Chronique « Si on me laisse dire », publiée dans le quotidien belge « La Dernière Heure », en marge du procès de Marc Dutroux et consorts, le 25 mars 2004.

Ce qu’on a vu, hier, à Arlon fait peine à voir. Voilà donc que, vingt-quatre heures de « recherches », l’ex-chef d’enquête des volets « enlèvements » de la cellule de Neufchâteau vient de trouver la réponse à une question que lui posaient les avocats de Laetitia. Cette question ne semblait pourtant guère compliquée. Je dirais même qu’elle tombait sous le sens.
Avant de reproduire ici cette question, voyons dans quel contexte elle se situe : Michel Nihoul explique ses contacts de l’été 1996 avec le duo Dutroux-Lelièvre par la circonstance que sa voiture était en panne et qu’il avait confié celle-ci à ses amis carolos pour réparation. Voulant s’enquérir d’abord du moment où l’on viendrait chercher son véhicule à Bruxelles et, ensuite, du moment où il allait le récupérer, Nihoul aurait donc dû téléphoner à de nombreuses reprises à Dutroux et à Lelièvre. Le fait que ces échanges téléphoniques soient concomitants avec l’enlèvement de Laetitia Delhez et un trafic de drogue liant les trois accusés ne serait donc que pure coïncidence. C’est, on le sait, la défense de Nihoul. Cela est aussi l’avis du juge Langlois et de celui qui fut son enquêteur principal, Michel Demoulin.

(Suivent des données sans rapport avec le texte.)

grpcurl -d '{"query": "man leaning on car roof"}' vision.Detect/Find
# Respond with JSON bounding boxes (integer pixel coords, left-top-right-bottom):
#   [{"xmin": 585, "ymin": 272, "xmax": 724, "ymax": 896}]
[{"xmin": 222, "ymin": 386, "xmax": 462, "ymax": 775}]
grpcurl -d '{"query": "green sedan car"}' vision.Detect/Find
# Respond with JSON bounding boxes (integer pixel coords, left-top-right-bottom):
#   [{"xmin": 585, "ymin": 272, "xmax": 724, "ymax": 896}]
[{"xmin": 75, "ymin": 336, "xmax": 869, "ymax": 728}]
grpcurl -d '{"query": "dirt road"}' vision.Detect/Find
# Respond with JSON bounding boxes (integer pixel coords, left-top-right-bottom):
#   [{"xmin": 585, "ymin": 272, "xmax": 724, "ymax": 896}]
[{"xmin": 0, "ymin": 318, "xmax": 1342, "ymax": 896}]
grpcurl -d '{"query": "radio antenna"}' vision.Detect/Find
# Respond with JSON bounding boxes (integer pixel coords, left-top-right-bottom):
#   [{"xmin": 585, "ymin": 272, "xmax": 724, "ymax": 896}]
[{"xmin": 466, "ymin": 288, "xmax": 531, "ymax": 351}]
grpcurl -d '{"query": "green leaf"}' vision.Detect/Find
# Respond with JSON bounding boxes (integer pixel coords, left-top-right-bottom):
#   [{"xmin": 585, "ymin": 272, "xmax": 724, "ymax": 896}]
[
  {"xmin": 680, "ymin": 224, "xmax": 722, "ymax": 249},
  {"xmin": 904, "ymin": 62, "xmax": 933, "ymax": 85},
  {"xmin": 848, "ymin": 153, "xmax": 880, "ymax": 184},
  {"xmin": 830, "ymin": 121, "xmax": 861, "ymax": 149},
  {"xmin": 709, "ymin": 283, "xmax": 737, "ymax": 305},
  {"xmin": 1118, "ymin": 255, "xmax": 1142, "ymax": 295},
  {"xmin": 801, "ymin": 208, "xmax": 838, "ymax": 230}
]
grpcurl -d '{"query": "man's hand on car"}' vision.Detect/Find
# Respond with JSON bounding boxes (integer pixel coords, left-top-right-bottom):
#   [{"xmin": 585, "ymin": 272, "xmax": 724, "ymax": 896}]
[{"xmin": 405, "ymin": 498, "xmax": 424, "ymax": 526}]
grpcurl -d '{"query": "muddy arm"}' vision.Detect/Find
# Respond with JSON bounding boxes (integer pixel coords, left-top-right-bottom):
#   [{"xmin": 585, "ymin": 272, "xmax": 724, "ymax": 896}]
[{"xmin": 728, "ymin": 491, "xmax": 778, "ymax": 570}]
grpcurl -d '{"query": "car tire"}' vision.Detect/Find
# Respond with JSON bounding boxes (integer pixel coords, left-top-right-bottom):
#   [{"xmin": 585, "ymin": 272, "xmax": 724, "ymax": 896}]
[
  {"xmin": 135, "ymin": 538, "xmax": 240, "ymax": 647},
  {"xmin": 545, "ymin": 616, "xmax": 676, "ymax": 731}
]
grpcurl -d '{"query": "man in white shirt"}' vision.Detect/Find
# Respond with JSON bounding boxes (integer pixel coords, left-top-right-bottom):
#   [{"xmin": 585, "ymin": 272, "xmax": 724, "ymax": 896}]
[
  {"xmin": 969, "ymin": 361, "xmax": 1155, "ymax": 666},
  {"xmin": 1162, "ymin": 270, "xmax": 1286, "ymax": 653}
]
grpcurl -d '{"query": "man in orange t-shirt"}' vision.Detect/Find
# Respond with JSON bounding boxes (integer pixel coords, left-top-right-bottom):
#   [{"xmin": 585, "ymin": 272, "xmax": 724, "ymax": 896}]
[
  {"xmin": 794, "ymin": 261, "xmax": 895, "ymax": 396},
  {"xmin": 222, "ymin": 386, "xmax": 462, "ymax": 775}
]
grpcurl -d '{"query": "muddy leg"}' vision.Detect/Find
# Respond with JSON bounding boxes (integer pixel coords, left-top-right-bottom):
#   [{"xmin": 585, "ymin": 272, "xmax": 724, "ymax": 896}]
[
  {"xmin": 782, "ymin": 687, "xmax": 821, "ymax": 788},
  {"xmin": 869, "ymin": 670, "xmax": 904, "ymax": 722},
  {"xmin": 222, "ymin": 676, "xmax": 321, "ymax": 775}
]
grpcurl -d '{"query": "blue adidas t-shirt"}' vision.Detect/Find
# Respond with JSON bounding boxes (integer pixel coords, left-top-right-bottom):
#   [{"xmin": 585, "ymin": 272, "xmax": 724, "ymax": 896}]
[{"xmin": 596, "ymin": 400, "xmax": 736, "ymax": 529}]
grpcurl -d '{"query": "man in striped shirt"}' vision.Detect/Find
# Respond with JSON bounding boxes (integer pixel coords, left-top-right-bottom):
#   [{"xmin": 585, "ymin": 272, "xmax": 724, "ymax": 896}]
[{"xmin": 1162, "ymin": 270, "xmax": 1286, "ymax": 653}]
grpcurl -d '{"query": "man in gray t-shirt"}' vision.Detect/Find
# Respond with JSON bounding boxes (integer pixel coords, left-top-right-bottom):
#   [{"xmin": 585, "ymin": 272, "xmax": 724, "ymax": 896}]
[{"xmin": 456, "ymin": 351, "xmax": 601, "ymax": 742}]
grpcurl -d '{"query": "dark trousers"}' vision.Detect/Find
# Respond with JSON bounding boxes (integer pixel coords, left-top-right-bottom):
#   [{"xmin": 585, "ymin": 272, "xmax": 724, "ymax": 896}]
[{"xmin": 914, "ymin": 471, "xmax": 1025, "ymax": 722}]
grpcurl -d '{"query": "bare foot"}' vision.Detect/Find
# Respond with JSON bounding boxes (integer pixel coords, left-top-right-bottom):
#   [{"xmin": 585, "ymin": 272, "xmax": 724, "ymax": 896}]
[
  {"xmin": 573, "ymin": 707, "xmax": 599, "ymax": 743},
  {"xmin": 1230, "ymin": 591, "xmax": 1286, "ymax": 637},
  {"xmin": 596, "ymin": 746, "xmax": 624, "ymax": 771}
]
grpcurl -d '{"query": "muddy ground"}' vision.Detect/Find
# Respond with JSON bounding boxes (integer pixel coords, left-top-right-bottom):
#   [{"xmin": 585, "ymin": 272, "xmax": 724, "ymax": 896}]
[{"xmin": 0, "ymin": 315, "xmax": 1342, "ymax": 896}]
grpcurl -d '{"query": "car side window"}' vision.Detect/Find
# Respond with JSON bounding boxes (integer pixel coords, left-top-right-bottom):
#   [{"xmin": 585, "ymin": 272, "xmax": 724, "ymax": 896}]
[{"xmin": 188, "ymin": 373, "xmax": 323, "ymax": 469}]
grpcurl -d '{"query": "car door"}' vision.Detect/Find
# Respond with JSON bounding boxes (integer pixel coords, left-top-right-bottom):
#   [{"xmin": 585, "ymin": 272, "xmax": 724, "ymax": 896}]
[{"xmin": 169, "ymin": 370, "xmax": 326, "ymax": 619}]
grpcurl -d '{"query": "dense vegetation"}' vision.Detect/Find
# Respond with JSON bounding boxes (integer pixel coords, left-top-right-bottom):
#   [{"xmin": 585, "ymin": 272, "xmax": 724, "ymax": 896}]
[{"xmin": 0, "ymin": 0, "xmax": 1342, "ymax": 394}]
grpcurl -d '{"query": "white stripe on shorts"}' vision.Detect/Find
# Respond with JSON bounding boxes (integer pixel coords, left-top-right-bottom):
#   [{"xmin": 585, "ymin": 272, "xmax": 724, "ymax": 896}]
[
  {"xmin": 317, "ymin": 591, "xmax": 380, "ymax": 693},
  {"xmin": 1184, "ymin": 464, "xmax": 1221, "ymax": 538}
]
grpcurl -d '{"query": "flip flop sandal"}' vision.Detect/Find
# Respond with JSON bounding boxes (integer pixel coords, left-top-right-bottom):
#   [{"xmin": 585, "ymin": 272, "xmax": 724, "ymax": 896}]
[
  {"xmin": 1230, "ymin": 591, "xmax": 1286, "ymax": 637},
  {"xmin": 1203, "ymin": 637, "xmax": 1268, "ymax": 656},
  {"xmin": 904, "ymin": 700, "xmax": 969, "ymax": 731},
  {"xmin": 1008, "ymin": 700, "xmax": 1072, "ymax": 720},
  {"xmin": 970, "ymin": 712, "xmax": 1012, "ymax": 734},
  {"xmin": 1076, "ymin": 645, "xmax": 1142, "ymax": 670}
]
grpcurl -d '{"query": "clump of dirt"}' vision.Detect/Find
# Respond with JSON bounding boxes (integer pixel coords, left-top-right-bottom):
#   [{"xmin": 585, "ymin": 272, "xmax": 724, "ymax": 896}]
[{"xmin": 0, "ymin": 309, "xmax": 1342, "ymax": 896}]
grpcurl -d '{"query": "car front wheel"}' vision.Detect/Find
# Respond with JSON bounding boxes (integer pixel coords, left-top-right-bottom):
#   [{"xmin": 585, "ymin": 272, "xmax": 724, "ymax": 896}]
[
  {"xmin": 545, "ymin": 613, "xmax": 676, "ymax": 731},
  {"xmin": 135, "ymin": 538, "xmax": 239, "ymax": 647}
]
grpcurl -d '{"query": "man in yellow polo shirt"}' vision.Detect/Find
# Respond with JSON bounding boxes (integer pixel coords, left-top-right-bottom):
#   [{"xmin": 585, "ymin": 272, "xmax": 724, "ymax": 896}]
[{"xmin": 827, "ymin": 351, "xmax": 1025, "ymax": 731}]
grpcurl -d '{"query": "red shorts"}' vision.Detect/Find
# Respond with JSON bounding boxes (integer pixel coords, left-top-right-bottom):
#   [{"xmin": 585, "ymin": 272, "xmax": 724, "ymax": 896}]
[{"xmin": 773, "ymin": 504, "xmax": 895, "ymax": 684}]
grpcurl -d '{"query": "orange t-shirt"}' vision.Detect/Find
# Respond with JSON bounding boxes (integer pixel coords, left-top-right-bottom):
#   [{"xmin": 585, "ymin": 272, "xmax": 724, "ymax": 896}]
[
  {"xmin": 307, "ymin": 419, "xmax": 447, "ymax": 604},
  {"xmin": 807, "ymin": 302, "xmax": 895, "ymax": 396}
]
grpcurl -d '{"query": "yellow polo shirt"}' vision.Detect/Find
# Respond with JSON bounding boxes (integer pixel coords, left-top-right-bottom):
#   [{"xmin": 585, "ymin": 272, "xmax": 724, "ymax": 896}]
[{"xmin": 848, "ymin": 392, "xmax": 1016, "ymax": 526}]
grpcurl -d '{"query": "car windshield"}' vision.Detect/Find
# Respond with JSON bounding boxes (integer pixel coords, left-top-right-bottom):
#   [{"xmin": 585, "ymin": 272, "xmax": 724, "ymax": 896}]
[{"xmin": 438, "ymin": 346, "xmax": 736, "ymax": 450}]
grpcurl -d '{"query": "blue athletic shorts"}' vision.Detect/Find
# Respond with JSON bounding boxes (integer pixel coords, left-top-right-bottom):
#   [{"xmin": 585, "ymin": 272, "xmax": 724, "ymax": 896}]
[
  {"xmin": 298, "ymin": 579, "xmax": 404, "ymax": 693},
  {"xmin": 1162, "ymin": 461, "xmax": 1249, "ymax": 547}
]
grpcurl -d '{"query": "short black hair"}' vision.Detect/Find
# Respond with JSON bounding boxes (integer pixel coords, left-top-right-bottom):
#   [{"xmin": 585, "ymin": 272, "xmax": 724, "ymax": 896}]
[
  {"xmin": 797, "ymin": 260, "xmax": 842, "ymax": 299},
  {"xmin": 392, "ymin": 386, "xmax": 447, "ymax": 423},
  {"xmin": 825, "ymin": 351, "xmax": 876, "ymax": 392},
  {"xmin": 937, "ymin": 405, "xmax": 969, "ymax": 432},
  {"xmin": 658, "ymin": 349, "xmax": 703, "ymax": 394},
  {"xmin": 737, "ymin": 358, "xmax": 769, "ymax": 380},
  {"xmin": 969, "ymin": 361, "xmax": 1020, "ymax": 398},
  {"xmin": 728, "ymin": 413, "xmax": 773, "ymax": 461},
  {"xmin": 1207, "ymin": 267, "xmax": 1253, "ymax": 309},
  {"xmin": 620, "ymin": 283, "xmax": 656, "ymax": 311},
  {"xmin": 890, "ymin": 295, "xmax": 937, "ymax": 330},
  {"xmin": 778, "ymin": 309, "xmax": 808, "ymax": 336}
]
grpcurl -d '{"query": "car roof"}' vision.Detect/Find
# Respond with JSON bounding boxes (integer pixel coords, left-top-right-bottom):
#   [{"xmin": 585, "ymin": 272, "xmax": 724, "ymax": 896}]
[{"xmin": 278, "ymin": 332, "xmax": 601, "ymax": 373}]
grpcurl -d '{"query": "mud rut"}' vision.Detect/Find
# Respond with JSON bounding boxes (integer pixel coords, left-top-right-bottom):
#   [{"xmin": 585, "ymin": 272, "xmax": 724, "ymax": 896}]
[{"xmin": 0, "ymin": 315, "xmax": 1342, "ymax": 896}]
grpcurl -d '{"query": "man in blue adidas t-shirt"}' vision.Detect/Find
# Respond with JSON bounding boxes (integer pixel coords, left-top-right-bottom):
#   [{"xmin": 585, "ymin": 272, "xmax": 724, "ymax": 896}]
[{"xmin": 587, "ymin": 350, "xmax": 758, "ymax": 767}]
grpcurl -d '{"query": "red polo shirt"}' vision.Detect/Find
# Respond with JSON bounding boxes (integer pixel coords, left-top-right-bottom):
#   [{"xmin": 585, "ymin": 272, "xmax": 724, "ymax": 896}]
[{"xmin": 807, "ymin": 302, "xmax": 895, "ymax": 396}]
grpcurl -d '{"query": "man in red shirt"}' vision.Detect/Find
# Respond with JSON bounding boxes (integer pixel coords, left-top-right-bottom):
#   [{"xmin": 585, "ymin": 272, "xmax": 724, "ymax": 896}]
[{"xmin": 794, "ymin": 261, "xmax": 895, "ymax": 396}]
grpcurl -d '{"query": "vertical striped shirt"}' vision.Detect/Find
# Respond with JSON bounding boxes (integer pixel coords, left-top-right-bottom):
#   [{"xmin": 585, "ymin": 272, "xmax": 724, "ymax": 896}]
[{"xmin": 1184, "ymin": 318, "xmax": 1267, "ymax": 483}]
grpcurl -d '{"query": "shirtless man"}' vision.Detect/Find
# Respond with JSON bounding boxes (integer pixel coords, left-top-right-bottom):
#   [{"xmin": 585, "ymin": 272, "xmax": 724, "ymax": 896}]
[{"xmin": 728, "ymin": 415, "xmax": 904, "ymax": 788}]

La question était donc la suivante : A-t-on fait expertiser l’Audi 80 de Nihoul, au cours de ces huit dernières années, pour déterminer quelle pouvait être la panne du véhicule ? La réponse, si elle s’est fait attendre, n’a pas nécessité de longs développements. C’est « non » ! Je dois vous avouer que j’ai quelques scrupules à écrire ceci, tant je me demande si je ne vis pas ici un cauchemar… Peut-être que les avocats de Laetitia devraient réinterpeller le « chef d’enquête » ‘enlèvements’ pour être certain qu’il répondait bien à la bonne question !
Dans le même ordre d’idée, en quelques questions de bon sens, les jurés – apparemment très perspicaces – ont mis en lumière toute la faiblesse de la reconstitution de l’enlèvement de Julie Lejeune et de Melissa Russo telle qu’elle a été envisagée durant l’instruction. Ils ont constaté – comme les parents de ces enfants l’ont fait avant eux – que le juge Langlois et M. Demoulin avaient construit toute une théorie autour d’un seul et unique témoignage. Lequel est, en outre, sujet à caution.
Il s’agit du récit de Mme Henrotte : une vieille femme qui a vu monter deux enfants dans une voiture… Mais qui n’est pas certaine qu’il s’agissait de Julie et Melissa et qui est encore moins certaine d’avoir assisté à un enlèvement ! Madame Henrotte témoigne-t-elle d’autres faits qui permettraient de dater son témoignage ? Elle se trouvait en effet tous les jours à la même fenêtre. Réponse : non ! À quelle distance a-t-elle vu les enfants monter dans une voiture. Réponse : « 150 à 200 mètres », puis « 100 à 150 mètres », puis encore : « Je vais vérifier et je vous le dirai demain. » Julie et Melissa ont croisé deux autres personnes sur le chemin de Fexhe, le 24 juin 1995. Madame Henrotte aurait dû les voir ? Réponse : elle n’en parle pas. Mme Henrotte donne-t-elle une bonne description de l’habillement des victimes ? Pas vraiment… A-t-on envisagé d’autres hypothèses que le témoignage de Mme Henrotte ? C’était prévu, mais j’ai dû quitter l’enquête, dit en substance M. Demoulin. Renvoyant la balle dans le camp du juge d’instruction. Mais il y a quelques jours, M. Langlois avait renvoyé sur ce même point à M. Demoulin !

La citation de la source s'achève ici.